Darlene Powell v. City of Detroit
332267
| Mich. Ct. App. | Aug 8, 2017Background
- Plaintiff fell on a Detroit sidewalk in March 2015, fracturing her leg and requiring surgery; Constance Holley witnessed the fall.
- Within 120 days plaintiff’s lawyer mailed a certified notice of injury and defect to the “City of Detroit Law Department,” with a handwritten "Cc: City Clerk, City of Detroit." The return receipt was signed by a Novitex mailroom employee.
- Plaintiff filed a negligence suit under the GTLA asserting the highway exception (MCL 691.1402a) and relying on her served notice (MCL 691.1404).
- Defendant moved for summary disposition arguing plaintiff failed to serve notice on a person authorized to accept service (MCR 2.105(G)(2) — mayor, city clerk, or city attorney), and also raised additional notice-defect arguments.
- The trial court denied defendant’s motion, finding substantial compliance and that the notice ultimately reached defendant’s claims department.

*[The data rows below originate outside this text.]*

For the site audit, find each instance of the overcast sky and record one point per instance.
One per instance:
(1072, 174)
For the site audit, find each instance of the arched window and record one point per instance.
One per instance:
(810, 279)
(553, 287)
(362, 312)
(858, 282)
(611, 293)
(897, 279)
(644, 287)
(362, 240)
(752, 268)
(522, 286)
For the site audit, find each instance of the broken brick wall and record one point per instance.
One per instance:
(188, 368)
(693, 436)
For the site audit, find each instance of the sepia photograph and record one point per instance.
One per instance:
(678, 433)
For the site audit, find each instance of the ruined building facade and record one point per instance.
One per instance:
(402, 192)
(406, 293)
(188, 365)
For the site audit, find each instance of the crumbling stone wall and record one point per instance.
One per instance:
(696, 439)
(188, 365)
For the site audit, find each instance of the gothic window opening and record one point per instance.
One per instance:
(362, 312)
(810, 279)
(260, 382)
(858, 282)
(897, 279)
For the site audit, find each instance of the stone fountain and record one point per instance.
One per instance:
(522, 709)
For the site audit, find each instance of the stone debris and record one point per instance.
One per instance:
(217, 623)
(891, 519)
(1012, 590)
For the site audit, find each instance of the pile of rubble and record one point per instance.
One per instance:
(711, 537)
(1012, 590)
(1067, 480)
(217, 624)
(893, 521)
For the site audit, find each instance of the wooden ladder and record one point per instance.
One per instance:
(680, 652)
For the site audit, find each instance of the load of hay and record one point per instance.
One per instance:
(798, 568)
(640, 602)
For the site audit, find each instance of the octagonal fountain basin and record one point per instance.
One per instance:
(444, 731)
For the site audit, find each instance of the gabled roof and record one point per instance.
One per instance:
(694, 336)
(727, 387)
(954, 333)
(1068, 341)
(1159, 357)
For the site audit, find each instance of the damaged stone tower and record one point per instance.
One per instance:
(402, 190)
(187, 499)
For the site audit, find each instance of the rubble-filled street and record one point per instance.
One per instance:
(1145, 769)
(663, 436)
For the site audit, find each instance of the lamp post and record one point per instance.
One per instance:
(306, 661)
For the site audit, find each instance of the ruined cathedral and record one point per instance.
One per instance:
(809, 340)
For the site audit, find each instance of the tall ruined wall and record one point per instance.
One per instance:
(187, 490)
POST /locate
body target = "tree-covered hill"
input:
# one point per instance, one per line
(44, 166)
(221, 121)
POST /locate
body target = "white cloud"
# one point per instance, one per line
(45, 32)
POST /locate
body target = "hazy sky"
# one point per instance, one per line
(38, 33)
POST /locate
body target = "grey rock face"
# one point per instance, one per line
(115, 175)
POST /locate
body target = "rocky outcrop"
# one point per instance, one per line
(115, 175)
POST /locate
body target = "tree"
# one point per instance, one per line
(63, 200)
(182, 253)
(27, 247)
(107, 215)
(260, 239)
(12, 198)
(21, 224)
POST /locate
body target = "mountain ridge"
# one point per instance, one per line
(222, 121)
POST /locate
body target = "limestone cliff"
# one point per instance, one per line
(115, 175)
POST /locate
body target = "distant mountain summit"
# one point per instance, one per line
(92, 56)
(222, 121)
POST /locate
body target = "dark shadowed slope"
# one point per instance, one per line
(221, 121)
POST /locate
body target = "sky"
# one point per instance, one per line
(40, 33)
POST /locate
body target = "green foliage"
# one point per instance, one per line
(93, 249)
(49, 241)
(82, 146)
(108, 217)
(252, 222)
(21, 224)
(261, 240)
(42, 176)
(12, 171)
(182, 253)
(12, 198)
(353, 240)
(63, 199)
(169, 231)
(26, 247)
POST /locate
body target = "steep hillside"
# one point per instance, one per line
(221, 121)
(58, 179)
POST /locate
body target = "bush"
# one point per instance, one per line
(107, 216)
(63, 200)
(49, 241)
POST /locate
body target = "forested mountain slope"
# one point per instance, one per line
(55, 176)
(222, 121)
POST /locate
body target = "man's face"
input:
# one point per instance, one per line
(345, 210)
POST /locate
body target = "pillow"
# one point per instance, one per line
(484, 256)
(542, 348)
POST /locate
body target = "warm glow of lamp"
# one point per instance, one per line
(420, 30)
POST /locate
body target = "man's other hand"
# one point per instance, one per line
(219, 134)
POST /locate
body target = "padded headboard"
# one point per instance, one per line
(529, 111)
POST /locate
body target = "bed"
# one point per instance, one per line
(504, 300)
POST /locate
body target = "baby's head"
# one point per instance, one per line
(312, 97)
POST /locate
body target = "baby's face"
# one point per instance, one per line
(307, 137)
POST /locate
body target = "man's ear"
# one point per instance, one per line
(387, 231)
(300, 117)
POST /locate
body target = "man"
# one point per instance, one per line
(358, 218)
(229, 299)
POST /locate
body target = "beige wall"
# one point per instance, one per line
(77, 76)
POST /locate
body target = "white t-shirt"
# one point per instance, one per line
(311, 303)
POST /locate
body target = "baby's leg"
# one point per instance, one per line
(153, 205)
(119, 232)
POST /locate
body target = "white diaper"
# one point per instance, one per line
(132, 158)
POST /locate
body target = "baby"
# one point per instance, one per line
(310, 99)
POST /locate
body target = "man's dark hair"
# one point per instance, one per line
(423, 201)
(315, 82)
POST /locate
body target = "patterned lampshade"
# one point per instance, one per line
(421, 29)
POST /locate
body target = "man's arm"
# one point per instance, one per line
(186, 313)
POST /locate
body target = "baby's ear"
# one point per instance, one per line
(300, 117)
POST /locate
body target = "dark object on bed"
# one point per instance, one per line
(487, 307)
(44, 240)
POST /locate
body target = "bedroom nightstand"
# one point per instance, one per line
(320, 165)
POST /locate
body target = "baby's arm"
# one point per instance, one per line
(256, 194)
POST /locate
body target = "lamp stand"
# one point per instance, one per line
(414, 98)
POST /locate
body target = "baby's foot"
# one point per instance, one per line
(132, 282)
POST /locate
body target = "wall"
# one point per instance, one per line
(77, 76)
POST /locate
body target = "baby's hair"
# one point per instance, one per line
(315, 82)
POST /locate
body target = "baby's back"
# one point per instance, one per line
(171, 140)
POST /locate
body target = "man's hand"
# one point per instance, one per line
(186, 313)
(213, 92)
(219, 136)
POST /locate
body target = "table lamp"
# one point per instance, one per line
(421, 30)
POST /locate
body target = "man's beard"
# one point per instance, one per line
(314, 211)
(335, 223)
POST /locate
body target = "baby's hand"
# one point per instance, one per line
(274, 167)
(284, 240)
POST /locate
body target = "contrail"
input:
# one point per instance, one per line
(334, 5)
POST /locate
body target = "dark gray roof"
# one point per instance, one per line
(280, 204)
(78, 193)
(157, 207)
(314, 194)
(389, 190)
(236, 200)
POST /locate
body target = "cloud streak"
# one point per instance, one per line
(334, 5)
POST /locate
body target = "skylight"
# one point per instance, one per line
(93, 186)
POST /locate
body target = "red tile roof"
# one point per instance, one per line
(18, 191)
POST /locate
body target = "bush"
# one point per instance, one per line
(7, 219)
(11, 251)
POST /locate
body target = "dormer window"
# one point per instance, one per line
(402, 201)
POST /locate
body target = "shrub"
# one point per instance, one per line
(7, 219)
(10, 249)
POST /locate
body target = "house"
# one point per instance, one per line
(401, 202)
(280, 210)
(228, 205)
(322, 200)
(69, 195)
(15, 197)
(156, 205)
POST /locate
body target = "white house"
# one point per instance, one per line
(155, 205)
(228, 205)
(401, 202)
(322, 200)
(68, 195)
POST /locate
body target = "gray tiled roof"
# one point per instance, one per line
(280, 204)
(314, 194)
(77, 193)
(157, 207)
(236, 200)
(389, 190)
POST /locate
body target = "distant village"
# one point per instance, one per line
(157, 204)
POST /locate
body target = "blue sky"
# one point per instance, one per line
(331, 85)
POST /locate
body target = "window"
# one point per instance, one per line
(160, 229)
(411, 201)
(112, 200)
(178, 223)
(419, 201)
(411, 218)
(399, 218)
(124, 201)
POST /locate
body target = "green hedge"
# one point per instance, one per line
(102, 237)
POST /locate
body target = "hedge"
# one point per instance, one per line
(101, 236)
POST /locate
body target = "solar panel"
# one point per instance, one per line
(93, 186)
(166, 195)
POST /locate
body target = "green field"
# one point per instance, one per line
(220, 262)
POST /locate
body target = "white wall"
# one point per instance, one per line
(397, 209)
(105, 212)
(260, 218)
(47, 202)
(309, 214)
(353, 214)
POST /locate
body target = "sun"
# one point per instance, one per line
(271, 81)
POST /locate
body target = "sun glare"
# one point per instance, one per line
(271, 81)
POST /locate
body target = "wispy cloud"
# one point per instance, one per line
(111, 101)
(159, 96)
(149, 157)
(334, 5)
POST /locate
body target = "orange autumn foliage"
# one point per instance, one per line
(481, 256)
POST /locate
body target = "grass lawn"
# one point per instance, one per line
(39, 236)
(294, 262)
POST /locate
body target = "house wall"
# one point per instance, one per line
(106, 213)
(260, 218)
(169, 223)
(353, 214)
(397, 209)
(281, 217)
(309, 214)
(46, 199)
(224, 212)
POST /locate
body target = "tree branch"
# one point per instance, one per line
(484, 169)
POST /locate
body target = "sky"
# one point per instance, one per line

- The Court of Appeals reversed, holding plaintiff did not meet the strict service requirement of MCL 691.1404(2) as interpreted with MCR 2.105(G)(2) and McLean v Dearborn, so the highway exception was unavailable and defendant retained governmental immunity.
Issues
| Issue | Plaintiff's Argument | Defendant's Argument | Held |
|---|---|---|---|
| Was notice under MCL 691.1404(2) properly served on an individual authorized to accept service for the city? | Plaintiff contended the notice (addressed to the Law Department, cc: City Clerk) substantially complied and reached the city via its mail/claims process. | The city argued service must be on one of the persons listed in MCR 2.105(G)(2) (mayor, city clerk, or city attorney) or on someone authorized in writing; mailing to the Law Department is insufficient. | Held for defendant: service to the Law Department was not proper; plaintiff failed to show the return recipient was authorized to accept service. |
| Can a cc notation or eventual receipt by a claims department supply the required service? | Plaintiff argued the cc and forwarding to claims cured any technical defects and there was no prejudice. | Defendant argued actual service on an authorized individual is required; forwarding does not satisfy the statute. | Held for defendant: forwarding/cc did not satisfy the statutory requirement; strict compliance required as interpreted in McLean. |
| Who bears burden of proving authorization to accept service? | Plaintiff suggested defendant had not disproved authorization of the mailroom signee. | Defendant maintained plaintiff bore the burden to prove proper service/authorization. | Held for defendant: plaintiff has the burden to prove service on an authorized person; she did not meet that burden. |
Key Cases Cited
- McLean v. Dearborn, 302 Mich. App. 68 (discusses requirement that notice be served on persons authorized to accept service under MCL 691.1404(2) and MCR 2.105(G))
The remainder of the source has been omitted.